What better ending than a foray into love? The contemporary D'Elci implies that as a youth Benedetto did pursue love, but what this means-what he thought about love-is open to speculation. A few of the contributors bravely take up the issue. Raising the point, Weiss notes the rumors of Pamphilj's love intrigues with young ladies as well as his camaraderie with "a coterie of prelates and aristocrats where same-sex attractions were acknowledged in coded fashion."36 Harris has illuminated the issue in her groundbreaking work on Handel's relationship with Pamphilj; in the present study, she revisits the theme in the specific imagery of rebirth in Pamphilj's text for Hendel, non può mia musa, as well as in his other lyrics, all of which were set by Handel. Arguing that Pamphilj's pastoral texts are reflections of their author (as was often true in the characteristically ambiguous pastoral), Harris probes their imagery to conjure in a most subtle way the synergetic relationship between Pamphilj and Handel.
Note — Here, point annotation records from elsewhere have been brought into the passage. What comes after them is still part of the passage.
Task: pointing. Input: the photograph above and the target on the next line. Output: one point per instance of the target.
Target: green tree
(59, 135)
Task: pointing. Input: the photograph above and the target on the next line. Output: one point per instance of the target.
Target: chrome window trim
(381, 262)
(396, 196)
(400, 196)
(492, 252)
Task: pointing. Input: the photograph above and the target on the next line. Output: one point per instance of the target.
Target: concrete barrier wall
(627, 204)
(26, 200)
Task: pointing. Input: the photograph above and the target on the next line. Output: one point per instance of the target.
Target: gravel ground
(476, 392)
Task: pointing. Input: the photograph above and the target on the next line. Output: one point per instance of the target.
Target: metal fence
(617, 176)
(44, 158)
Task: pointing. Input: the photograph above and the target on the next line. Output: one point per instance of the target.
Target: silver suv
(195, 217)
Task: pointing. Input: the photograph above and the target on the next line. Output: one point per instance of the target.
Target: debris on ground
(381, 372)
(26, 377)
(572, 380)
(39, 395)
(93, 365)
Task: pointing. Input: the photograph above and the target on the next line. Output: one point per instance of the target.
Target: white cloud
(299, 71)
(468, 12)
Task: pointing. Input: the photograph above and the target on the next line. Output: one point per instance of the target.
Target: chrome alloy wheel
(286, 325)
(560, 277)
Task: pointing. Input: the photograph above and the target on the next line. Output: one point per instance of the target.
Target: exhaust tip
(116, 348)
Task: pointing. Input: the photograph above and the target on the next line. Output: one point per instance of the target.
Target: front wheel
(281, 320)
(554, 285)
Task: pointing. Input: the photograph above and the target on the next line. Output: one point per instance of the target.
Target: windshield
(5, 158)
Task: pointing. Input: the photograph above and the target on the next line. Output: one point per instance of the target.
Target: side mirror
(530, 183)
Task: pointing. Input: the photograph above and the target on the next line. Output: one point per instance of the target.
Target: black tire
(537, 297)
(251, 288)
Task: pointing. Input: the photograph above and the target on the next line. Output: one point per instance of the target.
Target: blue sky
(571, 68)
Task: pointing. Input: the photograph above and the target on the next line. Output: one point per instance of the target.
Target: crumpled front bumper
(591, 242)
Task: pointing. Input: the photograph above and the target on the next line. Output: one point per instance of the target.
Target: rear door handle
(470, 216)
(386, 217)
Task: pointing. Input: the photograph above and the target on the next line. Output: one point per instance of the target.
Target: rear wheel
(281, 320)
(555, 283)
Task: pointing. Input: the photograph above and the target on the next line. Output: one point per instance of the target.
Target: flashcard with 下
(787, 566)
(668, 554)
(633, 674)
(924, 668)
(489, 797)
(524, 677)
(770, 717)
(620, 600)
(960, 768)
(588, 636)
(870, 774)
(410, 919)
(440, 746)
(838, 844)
The composer and his beautiful music are at once an inspiration and a temptation, yet the patron ultimately retains his probity and his composure. In expressing the presentation of a choice, the exercise of judgment, and the ultimate selection of rectitude, the lyrics written by Pamphilj function in a similarly self-reflective manner as Cardinal Farnese's Hercules paintings in his Camerino, returning us to the complex nature of the cardinal. What differentiates the respective cases of Pamphilj and Farnese is that the former was also the author. It seems that only a man possessing great depth and range of emotion could have written such subtly evocative lyrics, ones that Handel matched with equally suggestive music.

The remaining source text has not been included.